There is a partisan divide, however: More Democrats want faster action than most Republicans.

Gallup reports today that “only a small fraction of the public names global warming in unaided measures of perceived problems facing the nation or as a top government priority. Although a majority of Americans say they are at least fairly worried about global warming, the issue ranks near the bottom of other environmental issues rated.

“One answer could be that, while Americans say they are worried about global warming, they also believe the worst manifestations of the problem are a long way off.”

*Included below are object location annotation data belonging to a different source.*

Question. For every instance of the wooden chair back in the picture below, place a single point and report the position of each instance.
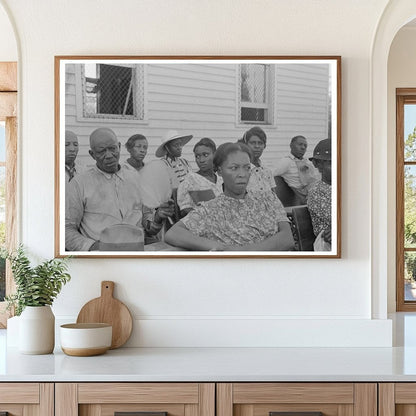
(303, 227)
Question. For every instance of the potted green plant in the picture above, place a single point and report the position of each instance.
(36, 289)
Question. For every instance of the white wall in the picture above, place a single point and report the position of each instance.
(208, 301)
(401, 74)
(8, 46)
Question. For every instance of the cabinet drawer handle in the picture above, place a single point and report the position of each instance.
(139, 414)
(295, 413)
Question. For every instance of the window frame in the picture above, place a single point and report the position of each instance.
(8, 113)
(270, 103)
(139, 74)
(403, 96)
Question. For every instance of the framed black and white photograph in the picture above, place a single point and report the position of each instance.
(198, 156)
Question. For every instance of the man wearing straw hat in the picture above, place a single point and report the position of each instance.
(160, 179)
(170, 152)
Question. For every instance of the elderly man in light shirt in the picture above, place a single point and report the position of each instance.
(298, 172)
(104, 196)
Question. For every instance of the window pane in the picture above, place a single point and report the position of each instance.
(409, 275)
(253, 114)
(410, 206)
(108, 90)
(253, 83)
(410, 132)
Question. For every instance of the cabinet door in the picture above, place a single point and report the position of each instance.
(297, 399)
(26, 399)
(143, 399)
(397, 399)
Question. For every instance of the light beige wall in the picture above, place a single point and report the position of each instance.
(194, 298)
(8, 46)
(401, 74)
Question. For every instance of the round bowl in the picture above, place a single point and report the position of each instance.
(84, 340)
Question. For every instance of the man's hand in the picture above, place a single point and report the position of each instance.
(165, 210)
(327, 235)
(95, 246)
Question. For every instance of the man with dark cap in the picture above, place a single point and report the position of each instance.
(296, 170)
(320, 197)
(72, 167)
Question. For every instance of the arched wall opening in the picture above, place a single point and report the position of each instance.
(8, 42)
(396, 15)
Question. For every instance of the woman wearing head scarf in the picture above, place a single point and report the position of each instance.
(237, 220)
(261, 178)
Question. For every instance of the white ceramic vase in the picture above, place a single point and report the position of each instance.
(37, 330)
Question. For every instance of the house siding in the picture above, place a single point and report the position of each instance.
(201, 99)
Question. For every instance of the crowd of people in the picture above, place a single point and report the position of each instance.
(230, 203)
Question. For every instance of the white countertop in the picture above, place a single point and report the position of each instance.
(215, 364)
(222, 364)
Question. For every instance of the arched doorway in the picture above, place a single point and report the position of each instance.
(8, 150)
(396, 15)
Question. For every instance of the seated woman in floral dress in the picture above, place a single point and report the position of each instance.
(237, 220)
(202, 185)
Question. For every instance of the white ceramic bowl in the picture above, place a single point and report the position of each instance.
(85, 339)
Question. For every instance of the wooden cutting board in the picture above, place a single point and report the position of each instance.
(107, 309)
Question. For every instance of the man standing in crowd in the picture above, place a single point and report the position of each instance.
(320, 197)
(72, 168)
(103, 198)
(298, 172)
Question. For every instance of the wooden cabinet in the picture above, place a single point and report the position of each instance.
(332, 399)
(208, 399)
(105, 399)
(397, 399)
(27, 399)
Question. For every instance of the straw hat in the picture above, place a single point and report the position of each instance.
(169, 136)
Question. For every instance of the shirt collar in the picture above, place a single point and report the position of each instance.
(119, 173)
(295, 158)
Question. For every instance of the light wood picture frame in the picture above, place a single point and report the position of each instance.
(287, 106)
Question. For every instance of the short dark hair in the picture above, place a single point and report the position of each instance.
(255, 131)
(206, 141)
(133, 139)
(227, 148)
(296, 137)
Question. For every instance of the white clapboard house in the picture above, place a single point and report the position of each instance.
(220, 101)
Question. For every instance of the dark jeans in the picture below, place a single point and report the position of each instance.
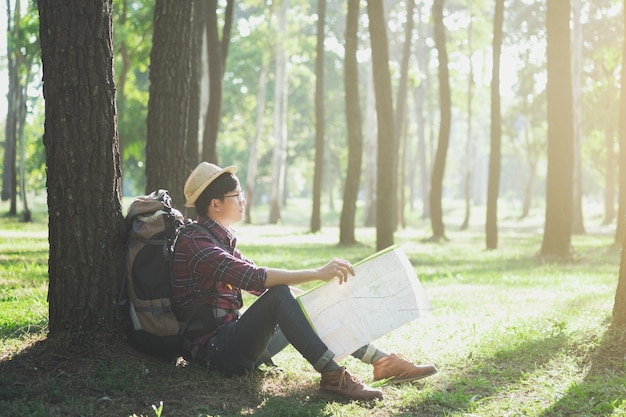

Gallup asked respondents to rate how much they worry about seven different possible effects of global warming, and now relates: “Generally speaking, not much more than one-third of Americans are ‘very worried’ about any of the seven effects of global warming measured in the survey; however, a solid majority are at least ‘somewhat worried’ about nearly all of them.”

At the bottom of the list: 2 out of 3 are not very worried that human life will cease.

The most common concerns: the worsening of weather events such as hurricanes, flooding, and droughts, as well as rising ocean levels swamping coastal areas.

A solid majority of Democrats say they are very, or somewhat, worried about all seven items. At least half of independents worry about six of the seven. No more than 49% of Republicans are worried about ANY of them.

The national poll of 1,018 adults was carried out in late February.